What is the shelf life of an unopened canister?

Store canisters cool and dry above +5 °C and below +30 °C, away from direct heat. Like most polyurethane foams, shelf life is typically 12–15 months from production when stored correctly. Check the date marking on the canister base before use, and discard any canister that fails to discharge evenly when triggered, since uneven dispense signals the propellant or polyurethane base has degraded in storage.

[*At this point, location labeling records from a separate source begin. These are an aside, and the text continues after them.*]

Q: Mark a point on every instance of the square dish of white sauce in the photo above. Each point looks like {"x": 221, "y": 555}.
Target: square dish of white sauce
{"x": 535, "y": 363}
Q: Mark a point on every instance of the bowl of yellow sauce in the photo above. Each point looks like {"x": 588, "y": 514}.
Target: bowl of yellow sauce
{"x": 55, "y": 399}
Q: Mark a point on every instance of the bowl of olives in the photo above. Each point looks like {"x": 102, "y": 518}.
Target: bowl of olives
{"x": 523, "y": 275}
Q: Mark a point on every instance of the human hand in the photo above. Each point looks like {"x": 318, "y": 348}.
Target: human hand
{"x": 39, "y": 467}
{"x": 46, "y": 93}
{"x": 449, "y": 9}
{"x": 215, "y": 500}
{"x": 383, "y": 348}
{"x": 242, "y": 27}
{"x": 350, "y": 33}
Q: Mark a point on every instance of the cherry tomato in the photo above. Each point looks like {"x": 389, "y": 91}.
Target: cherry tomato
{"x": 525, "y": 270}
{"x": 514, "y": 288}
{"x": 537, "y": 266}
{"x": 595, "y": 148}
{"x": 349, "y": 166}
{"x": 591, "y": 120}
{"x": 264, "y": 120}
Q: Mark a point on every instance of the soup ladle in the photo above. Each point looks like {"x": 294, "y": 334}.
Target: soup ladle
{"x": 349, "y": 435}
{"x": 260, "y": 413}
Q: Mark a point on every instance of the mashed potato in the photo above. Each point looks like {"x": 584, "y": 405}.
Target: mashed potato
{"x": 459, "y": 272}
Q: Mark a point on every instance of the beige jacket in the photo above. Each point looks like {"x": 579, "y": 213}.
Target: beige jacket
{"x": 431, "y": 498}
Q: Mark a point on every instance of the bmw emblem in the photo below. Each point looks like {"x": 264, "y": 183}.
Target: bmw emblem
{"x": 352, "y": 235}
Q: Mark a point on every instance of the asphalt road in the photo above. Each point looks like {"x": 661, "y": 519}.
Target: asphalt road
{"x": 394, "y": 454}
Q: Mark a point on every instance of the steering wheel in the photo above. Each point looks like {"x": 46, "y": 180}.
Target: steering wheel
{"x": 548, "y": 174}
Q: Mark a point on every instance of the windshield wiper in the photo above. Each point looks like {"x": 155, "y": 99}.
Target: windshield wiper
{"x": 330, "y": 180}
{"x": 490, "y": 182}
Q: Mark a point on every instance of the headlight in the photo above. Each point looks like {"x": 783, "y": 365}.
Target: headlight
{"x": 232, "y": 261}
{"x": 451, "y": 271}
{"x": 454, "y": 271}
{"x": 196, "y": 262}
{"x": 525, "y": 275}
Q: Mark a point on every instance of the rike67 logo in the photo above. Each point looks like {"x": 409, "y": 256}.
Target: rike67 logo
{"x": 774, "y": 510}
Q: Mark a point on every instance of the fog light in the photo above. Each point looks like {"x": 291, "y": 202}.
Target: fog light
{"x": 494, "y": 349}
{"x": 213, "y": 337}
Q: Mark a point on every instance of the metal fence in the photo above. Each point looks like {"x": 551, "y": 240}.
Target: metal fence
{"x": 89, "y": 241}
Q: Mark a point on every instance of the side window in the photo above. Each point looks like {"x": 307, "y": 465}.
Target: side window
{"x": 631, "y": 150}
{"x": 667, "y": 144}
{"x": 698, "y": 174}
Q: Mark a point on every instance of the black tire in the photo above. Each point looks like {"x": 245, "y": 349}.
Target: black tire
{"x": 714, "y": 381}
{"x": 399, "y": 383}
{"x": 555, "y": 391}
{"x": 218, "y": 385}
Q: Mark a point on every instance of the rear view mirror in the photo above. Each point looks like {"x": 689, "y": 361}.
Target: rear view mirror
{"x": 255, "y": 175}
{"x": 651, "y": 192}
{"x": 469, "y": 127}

When does a cement adhesive still beat Thermo Star foam?

Cement adhesives remain the better choice where substrate undulation exceeds 20 mm and a notched-trowel application can level a surface a foam bead would bridge unevenly. They also win where the bonding and basecoat stages use one 2-in-1 product, or where the lowest absolute cost-per-m² beats the programme-speed advantage of foam. The EPS adhesive selection guide covers the full decision tree across substrates, programmes, and system specifications.